Two components of [Ca2+]i‐activated Cl‐ current during large [Ca2+]i transients in single rabbit heart Purkinje cells

Papp, Z [Papp, Zoltán (Szív élettan), szerző]; Sipido, K R; Callewaert, G; Carmeliet, E

Angol nyelvű Tudományos Szakcikk (Folyóiratcikk)
Megjelent: JOURNAL OF PHYSIOLOGY-LONDON 0022-3751 1469-7793 483 (2) pp. 319-330 1995
      1. Single Purkinje cells, enzymatically isolated from rabbit ventricle, were studied under whole‐cell voltage clamp conditions and internally perfused with the fluorescent Ca2+ indicator fura‐2(100 microM). 2. Ca2+ release from the sarcoplasmic reticulum was either induced by external application of caffeine or occurred spontaneously in Ca2+i‐overloaded cells. Membrane currents accompanying these Ca(2+)‐release signals were studied at steady membrane potentials. 3. [Ca2+]i transients were accompanied by transient membrane currents. In the absence of Na(+)‐Ca2+ exchange, two current components could be observed. The first component peaked well before the [Ca2+]i transient (Ifast) and relaxed before peak [Ca2+]i. The second component, on the other hand, peaked at the time when [Ca2+]i was maximal (Islow). 4. In symmetrical Cl‐ solutions both current components had a reversal potential close to O mV. A reduction of external or internal [Cl‐] shifted this reversal potential in accordance with the change of the Cl‐ equilibrium potential. 5. Each [Ca2+]i transient was accompanied by Ifast.
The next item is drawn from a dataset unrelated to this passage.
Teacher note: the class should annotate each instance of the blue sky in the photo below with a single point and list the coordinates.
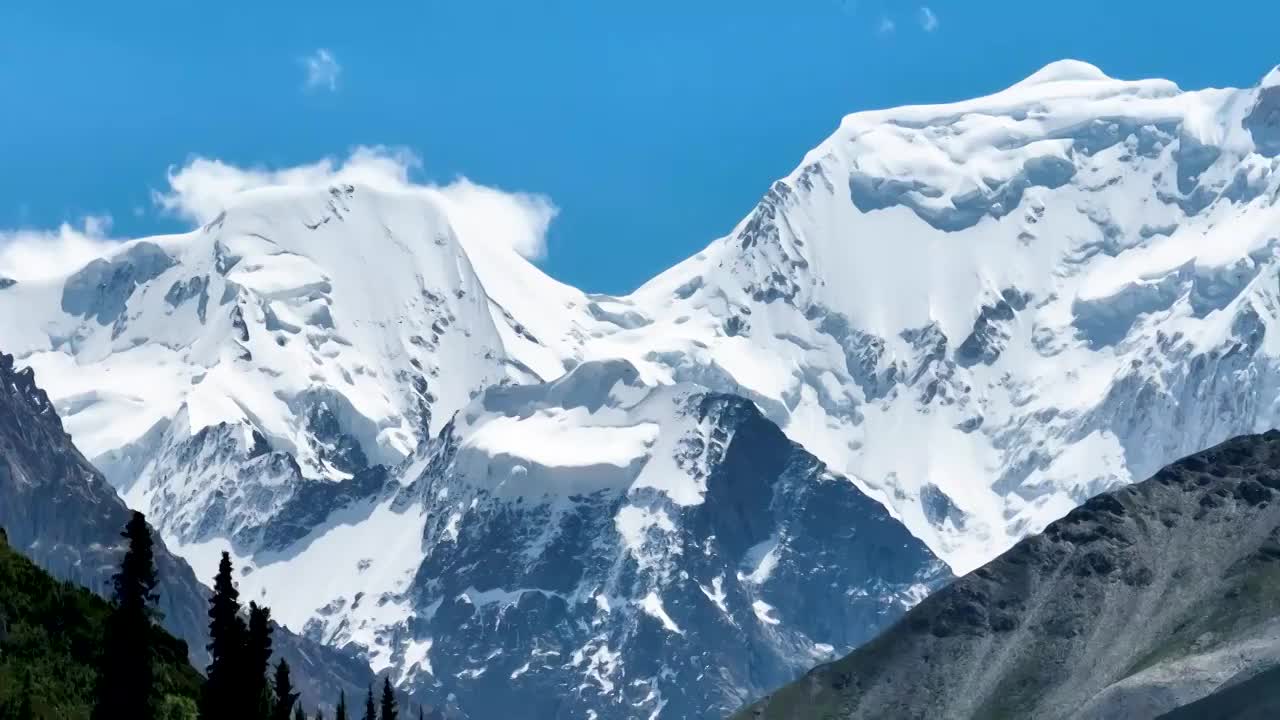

Properties of Ifast suggest that this current component is the [Ca2+]i‐dependent Cl‐ current, ICl(Ca), previously observed during depolarizing pulses. 6. Islow was only detected in cells that displayed a large [Ca2+]i transient with or without elevated resting [Ca2+]i. 7. It is concluded that during large [Ca2+]i transients a slow component of ICl(Ca) can be activated. This second component may arise from the same channel population as the previously described fast component and be related to the presence of spatial and temporal inhomogeneities of [Ca2+]i. Alternatively, this current component may arise from a different Cl‐ channel population with a different Ca2+ sensitivity.